After bundling up in a coat, boots and gloves I head out the front door with Greyson at my side, since I promised Luke I wouldn’t go the University – or anywhere really – alone.

‘How long do you think you’ll be?’ Greyson asks as he drives down the street. There’s a drizzle of rain falling from the clouds and the windshield wipers are on, the heater cranked.

‘I’m not sure,’ I reply. ‘Last time it was only for half an hour, but today might take longer.’

He nods as he makes a right onto a busier street in town. ‘Okay, so do you just want to text me when you’re done? I have to run a few errands anyway.’

‘That works for me.’ I thrum my fingers on the sides of my legs, nervous.

‘Can I ask what’s got you so restless?’ Greyson asks, noticing my anxiousness.

‘Just this whole visit with the therapist thing,’ I lie, stilling my fingers.

‘Okay.’ It’s clear from his skepticism that he doesn’t believe me.

‘Luke’s got me worried too,’ I blurt out, scaring the bejesus out of myself because I swear my mind just took on a mind of its own. When he gives me this interrogative sidelong glance, I add, ‘He’s just nervous over the game.’

‘And that makes you nervous? ‘

‘No.’

Rain splatters against the window as he stares at me.’ ‘Okay, I’m so confused.’

‘So am I,’ I admit, rubbing my hand over my face. ‘These last few weeks I’ve been nothing but confused.’

He downshifts to turn. ‘Over?’

‘Mira being in prison,’ I say. ‘Preston; wanting to move on from that ordeal … how I can’t move on until he decides to let me.’

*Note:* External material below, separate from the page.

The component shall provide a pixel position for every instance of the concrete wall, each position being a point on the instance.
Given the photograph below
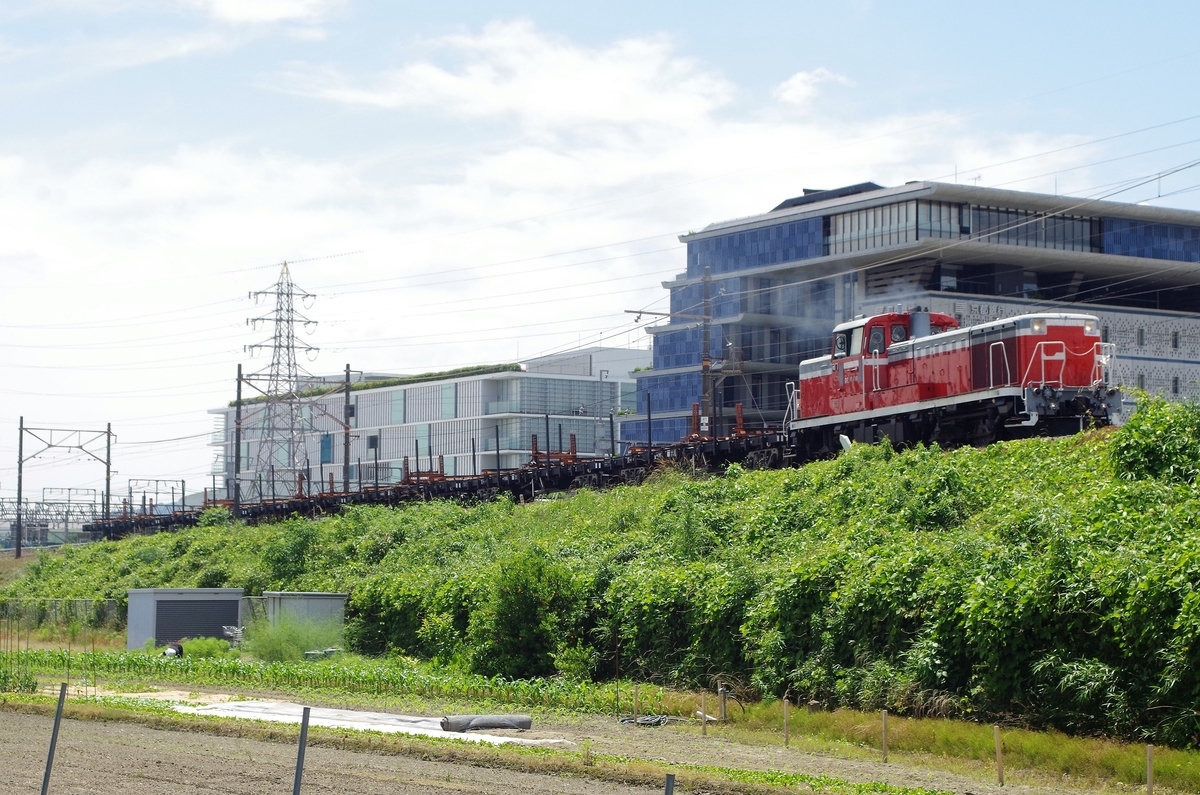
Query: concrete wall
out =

‘The police will find him, Violet.’ He reaches over and gives my leg a pat. ‘And until they do, you’re safe. You’ve got a lot of people looking out for you.’

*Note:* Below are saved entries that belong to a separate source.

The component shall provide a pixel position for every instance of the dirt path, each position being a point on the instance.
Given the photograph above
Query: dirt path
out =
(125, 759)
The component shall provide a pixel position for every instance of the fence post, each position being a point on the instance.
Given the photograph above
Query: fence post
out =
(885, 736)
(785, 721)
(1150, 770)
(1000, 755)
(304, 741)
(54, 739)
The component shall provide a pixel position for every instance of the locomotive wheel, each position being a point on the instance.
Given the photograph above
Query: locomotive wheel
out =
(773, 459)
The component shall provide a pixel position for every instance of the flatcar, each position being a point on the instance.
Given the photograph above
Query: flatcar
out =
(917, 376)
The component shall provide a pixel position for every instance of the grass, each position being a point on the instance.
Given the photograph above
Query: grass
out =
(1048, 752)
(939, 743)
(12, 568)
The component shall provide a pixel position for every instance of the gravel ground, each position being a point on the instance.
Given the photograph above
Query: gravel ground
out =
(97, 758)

‘I know.’ I bite at my fingernails. ‘Can I ask you a question?’

He nods. ‘You know you can ask me anything.’

‘Okay, but I need you to promise that you won’t tease me or get all excited and over analyze it. And that you’ll drop it when I say so.’

‘Okay, now you’ve got me nervous.’

‘I’ve got myself nervous,’ I tell him, tracing one of the heart drawings Seth put on my cast. ‘But I feel like I’m going to explode if I don’t figure out what the hell is going on inside my head.’

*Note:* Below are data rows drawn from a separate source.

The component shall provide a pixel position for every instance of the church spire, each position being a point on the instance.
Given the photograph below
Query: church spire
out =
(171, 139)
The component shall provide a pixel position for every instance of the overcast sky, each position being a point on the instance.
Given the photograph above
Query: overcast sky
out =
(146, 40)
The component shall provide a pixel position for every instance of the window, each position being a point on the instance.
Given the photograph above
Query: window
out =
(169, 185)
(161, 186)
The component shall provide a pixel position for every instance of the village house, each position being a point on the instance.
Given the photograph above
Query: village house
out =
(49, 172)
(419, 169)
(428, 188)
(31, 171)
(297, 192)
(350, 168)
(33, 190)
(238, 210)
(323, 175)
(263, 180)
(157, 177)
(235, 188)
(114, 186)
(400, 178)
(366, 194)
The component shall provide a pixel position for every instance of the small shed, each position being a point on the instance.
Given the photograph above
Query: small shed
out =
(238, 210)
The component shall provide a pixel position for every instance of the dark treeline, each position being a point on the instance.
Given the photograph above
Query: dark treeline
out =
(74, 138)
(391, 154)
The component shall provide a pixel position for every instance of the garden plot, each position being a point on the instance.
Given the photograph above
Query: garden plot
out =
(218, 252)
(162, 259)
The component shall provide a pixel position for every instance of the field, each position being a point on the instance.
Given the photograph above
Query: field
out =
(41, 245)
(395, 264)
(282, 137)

He turns the car down one of the side streets that lead to the university. The shedding trees that canopy the road are evidence that winter is just around the corner. ‘Okay, I promise not to do any of those things. Now spill what’s on your mind.’

I’m not sure where to start. I blow out a breath and just let it out of me. ‘So I’ve been having these thoughts.’

‘Mmm hmm.’ He’s choosing his responses carefully.

‘About my … feelings.’ The word feels so foreign.

His grip tightens on the steering wheel. Greyson knows me well enough to understand that me talking about feelings is a huge deal. ‘Okay, what feelings exactly?’

I itch at my wrist where the cut used to be, but now is just a thin, fading scar. ‘About life and …’

‘Yeah …’

‘Luke.’ I wince as I say it, because letting it out into the world makes it that much more real, and also bluntly obvious that something is unquestionably going on inside me.

He turns into the parking lot of the university and parks as close as he can. He leaves the engine running and turns into the seat to face me. ‘Do I dare ask what feelings we’re talking about?’

‘I honestly can’t answer that because I don’t know.’ I pause, my mouth opening and closing repeatedly.

‘Violet, this is a safe zone,’ Greyson says, putting a hand on mine. ‘You can say whatever you want without judgment.’

I hate that I have to be reassured, that I’ve become that kind of person, but it is what it is. ‘What’s love like?’ I blurt out like a madwoman.

It’s clear I’ve shocked him and that this wasn’t the question he wasn’t expecting me to ask. As he takes in the entire meaning of what I just said, his eyes fill with sadness. I half expect him to say something about being so sorry that I don’t know the answer to this, but he doesn’t and it makes me like him that much more.